Lincoln’ün 1862’de, McKinley​​​​​​​’in 1897’de, Nixon’un 1971’de gerçekleştirdiği ekonomik hamleler ve ek vergiler, Trump’ın aslında ABD kültüründe halihazırda yer alan bir yöntemi kullandığını gösteriyor. Nixon yeni önlemlerini duyurduğunda Fed şefi “başkan delirdi” demişti. Dünyayı yeniden dizayn edeceğini söyleyen Nixon ise stratejilerinde düşünülenin aksine başarılı oldu, borsa uçtu ve fiyat istikrarı sağlandı. Nixon sonrasında gelişecek süreçlerde küresel resesyonun önüne geçmek adına kararı piyasaya bıraktı ve halkına zarar vermediği sürece radikalleşmedi.

İkinci döneminde seçimi ona büyük farkla kazandıran stratejileri Nixon’a yetmedi ve büyük farkla kazanmasına rağmen tarihte istifa eden ilk ABD Başkanı oldu. Nixon o dönemde Watergate skandalı ve ülke içerisinde kendisine karşı hamle yapan “derin” yapıdan dert yanmıştı. En ilginci, İsrail’in Orta Doğu’daki politikalarının ABD’ye zarar verdiğini düşünen, kapalı kapılar ardında Yahudilere karşı önyargıları bulunan Nixon, 1973’teki Yom Kippur Savaşı sırasında İsrail’e çok büyük yardımlar göndermesine rağmen kimseye yaranamamıştı. Bu durum, ABD’nin Sovyetler Birliği ile nükleer bir savaşın eşiğine gelmesine sebep olduğu büyük desteğe rağmen gerçekleşmişti.

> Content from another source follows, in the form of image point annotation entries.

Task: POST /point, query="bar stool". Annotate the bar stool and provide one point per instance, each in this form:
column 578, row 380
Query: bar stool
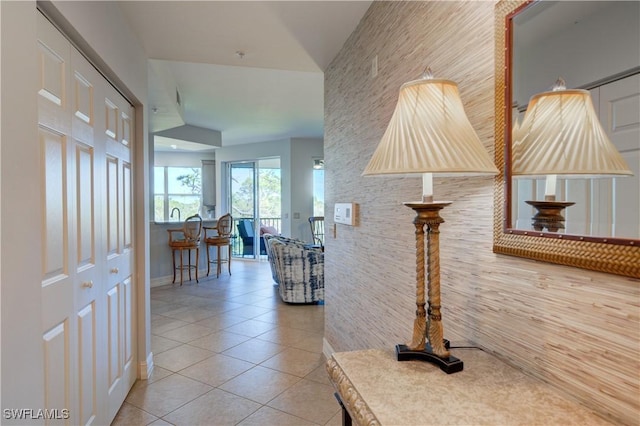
column 187, row 238
column 220, row 239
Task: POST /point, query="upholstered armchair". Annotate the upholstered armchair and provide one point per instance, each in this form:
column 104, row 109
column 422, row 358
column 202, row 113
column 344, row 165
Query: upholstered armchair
column 297, row 268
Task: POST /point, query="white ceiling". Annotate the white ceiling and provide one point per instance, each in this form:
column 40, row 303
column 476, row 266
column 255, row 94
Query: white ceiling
column 273, row 90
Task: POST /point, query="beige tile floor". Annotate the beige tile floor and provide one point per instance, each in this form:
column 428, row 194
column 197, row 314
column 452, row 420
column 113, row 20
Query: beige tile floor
column 228, row 351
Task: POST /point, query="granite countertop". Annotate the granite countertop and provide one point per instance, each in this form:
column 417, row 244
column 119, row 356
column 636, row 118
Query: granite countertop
column 378, row 390
column 178, row 223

Seçim sürecinden beri “Amerika’yı yeniden büyük yapmak” ve “ABD’yi ABD’lilere geri vermek” gibi sloganlarla yola çıkan, derin devlet ve küresel medyaya yönelik çok ciddi eleştirilerde bulunan ve suikast girişimleri atlatan Trump’ın, İsrail Başbakanı Binyamin Netanyahu ile son görüşmesinde verdiği cevaplarda, bir geçmiş birikimi ve gelecek tahayyülü görmek mümkün. Ayrıca, Trump’ın Kennedy suikasti üzerinde fazlasıyla durması ve suikaste dair evrakları kamuoyuna belirli bir sansürle açması bir yerlere vermek istediği mesajların bir parçası.

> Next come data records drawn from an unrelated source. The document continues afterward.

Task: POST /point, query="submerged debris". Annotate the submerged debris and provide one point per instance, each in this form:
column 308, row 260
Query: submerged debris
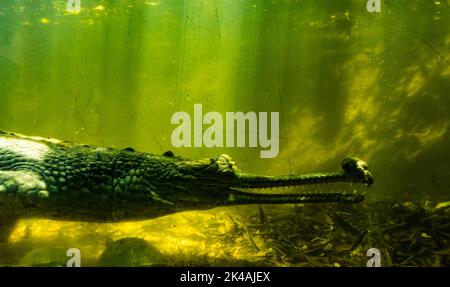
column 415, row 233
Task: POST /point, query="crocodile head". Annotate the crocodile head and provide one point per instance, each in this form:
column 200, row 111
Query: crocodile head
column 219, row 182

Geçtiğimiz günlerde Beyaz Saray’ı ziyaret eden Netanyahu’nun, Trump ile yaptığı görüşme sonrası verilen medya demeçleri de bu bağlamda okunabilir. Özellikle, Türkiye Cumhuriyeti Cumhurbaşkanı Recep Tayyip Erdoğan üzerinden Netanyahu’ya verilen “makul ol” mesajı, ABD’nin bundan sonraki süreçte Türkiye’ye dair planlamalarından da öte Netanyahu tarzı kliklerin ABD’ye olan siyasi maliyetinin cevaplarını taşıyor olabilir. Trump’ın kendisinden önce benzer politikalar uygulayan başkanların neyde, nasıl ve hangi sebeple başarısız olduğuna dair bir kurumsal hafıza taşıdığını görmek mümkün.

-Netanyahu’nun ABD ziyareti bir dönüm noktası mı?

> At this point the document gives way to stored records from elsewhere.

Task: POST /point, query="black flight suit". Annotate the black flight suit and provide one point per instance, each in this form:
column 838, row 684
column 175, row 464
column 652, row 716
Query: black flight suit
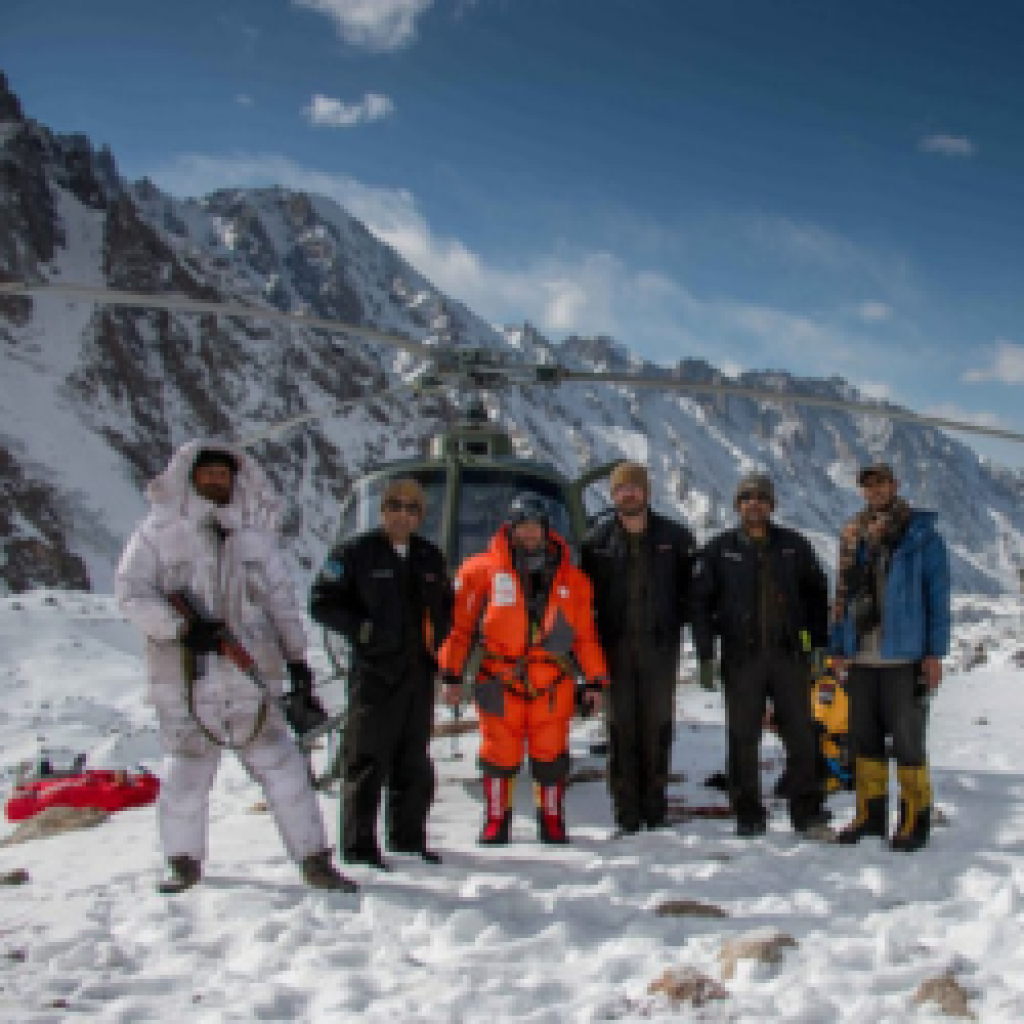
column 758, row 598
column 390, row 684
column 641, row 585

Çin’e karşı giriştiği ticaret savaşı gittikçe büyüyen Washington için sonuç getirici reel işbirlikleri çok daha büyük önem taşıyor. Trump şu anki politikalarıyla hem ithalatı kısıtlayıp 36 trilyon dolarlık borç, hem ABD’nin kaybetmeyle yüz yüze olduğu hegemonyası, hem de ülke içerisinde ABD’ye rağmen hareket eden gruplarla sancılı bir sürece girmiş gözüküyor.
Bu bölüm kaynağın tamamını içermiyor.